Только после отъезда Бабушки из страны я осознала, насколько изматывающим был этот месяц. Я была полностью истощена и не имела сил справляться с обязанностями сиделки. Некоторое время назад я поняла, что не могу больше совмещать тяжелую работу, ответственность, волнение, связанные с моей профессией, и политическую активность. Я пробовала брать заказы на массаж, но это оказалось для меня еще более утомительным, чем уход за больными. Я рассказала о своих затруднениях одной американской подруге, маникюрше, которая обеспечивала себе комфортное существование, работая всего пять часов в день в собственном кабинете. Она предположила, что я могла бы устроиться так же, делая массаж лица и головы. Многим работающим женщинам расслабляющий массаж был просто необходим, так что подруга могла бы рекомендовать меня своим клиенткам. Мне казалось абсурдным ввязываться в подобное предприятие, но когда я рассказала об этом Золотареву, он заверил, что это лучший вариант, который позволит мне зарабатывать на жизнь и при необходимости отвлекаться на свою деятельность. Мой добрый друг Болтон Холл был того же мнения; он сразу предложил мне денег в долг, чтобы я могла снять помещение для кабинета, и пообещал стать первым клиентом. «Даже если твой массаж не вернет мои волосы, — заметил он, — я смогу приковать тебя к месту на целый час, чтобы ты выслушала мои доводы в пользу единого налога». Кое-кто из моих русских друзей видел это начинание в ином свете: они считали, что массажный салон будет хорошим прикрытием для пророссийской деятельности, которую мы намеревались продолжать. Стелле очень понравилась эта идея, потому что она освобождала меня от долгих часов работы сиделкой. В итоге я отправилась искать кабинет и нашла его без труда на последнем этаже здания на Бродвее по 17-й улице. Комната была маленькая, но из нее открывался вид на Ист-Ривер, она была полна воздуха и солнечного света. На занятые триста долларов и при помощи нескольких прелестных драпировок, одолженных у подруг, я оборудовала очень привлекательный салон.

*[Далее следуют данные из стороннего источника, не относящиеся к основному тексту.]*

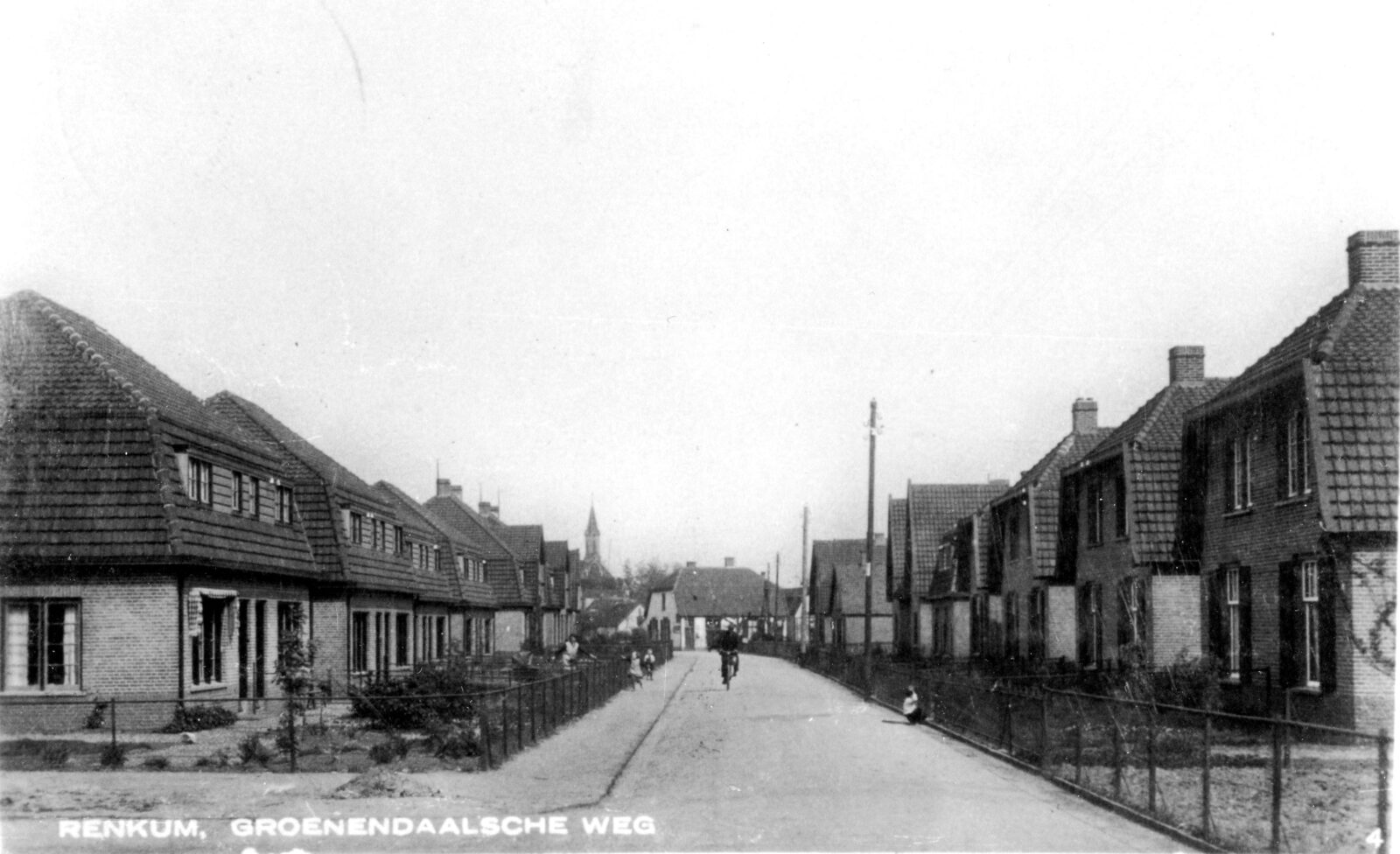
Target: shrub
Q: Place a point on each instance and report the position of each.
(114, 756)
(192, 718)
(251, 749)
(53, 756)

Вскоре начали приходить пациенты. К концу июня я заработала достаточно, чтобы покрыть расходы и выплатить часть долга. Работа была непростой, однако многие из тех, кто приходил на процедуры, были интересными людьми; мы были знакомы, и мне не нужно было скрывать свое настоящее имя. И что немаловажно, теперь мне не приходилось работать в шумных, перенаселенных кварталах, я избавилась от переживаний из-за результатов моей работы медсестрой. Раньше я волновалась всякий раз, стоило подняться температуре у больного, а смерть выбивала меня из колеи на долгие недели. Годы работы сиделкой так и не научили меня  отрешенности и равнодушию к страданиям.

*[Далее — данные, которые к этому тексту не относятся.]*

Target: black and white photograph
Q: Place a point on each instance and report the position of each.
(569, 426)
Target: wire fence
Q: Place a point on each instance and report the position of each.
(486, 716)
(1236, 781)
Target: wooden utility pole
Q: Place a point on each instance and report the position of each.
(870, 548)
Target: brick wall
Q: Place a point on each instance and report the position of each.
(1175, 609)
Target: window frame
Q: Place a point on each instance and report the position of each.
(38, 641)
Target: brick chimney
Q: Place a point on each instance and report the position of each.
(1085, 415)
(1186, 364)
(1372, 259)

На время летней жары многие клиенты уехали из города. Мы со Стеллой решили, что нам тоже нужны каникулы. Выбирая подходящее место, мы наткнулись на Хантер-Айленд, в Пелхэм-Бэй рядом с Нью-Йорком. Оно показалось нам идеальным, о таком мы могли только мечтать. Но остров принадлежал городу, и мы не имели ни малейшего понятия, как получить разрешение установить палатку. Стеллу осенило: нужно спросить у ее судьи. Несколько дней спустя она явилась, триумфально размахивая листком бумаги. «Ну, дорогая, — воскликнула она, — будешь по-прежнему утверждать, что судьи бесполезны? Вот разрешение поставить палатку на Хантер-Айленде!»

К нам присоединились моя подруга Клара Фелберг, ее сестра и брат. Только мы начали обживаться на острове и наслаждаться уединением и красотой, как Клара привезла из Нью-Йорка новость о том, что труппа Павла Орленева[6] оказалась в бедственном положении. Артистов вышвырнули из квартиры за неуплату аренды, и они остались без средств к существованию.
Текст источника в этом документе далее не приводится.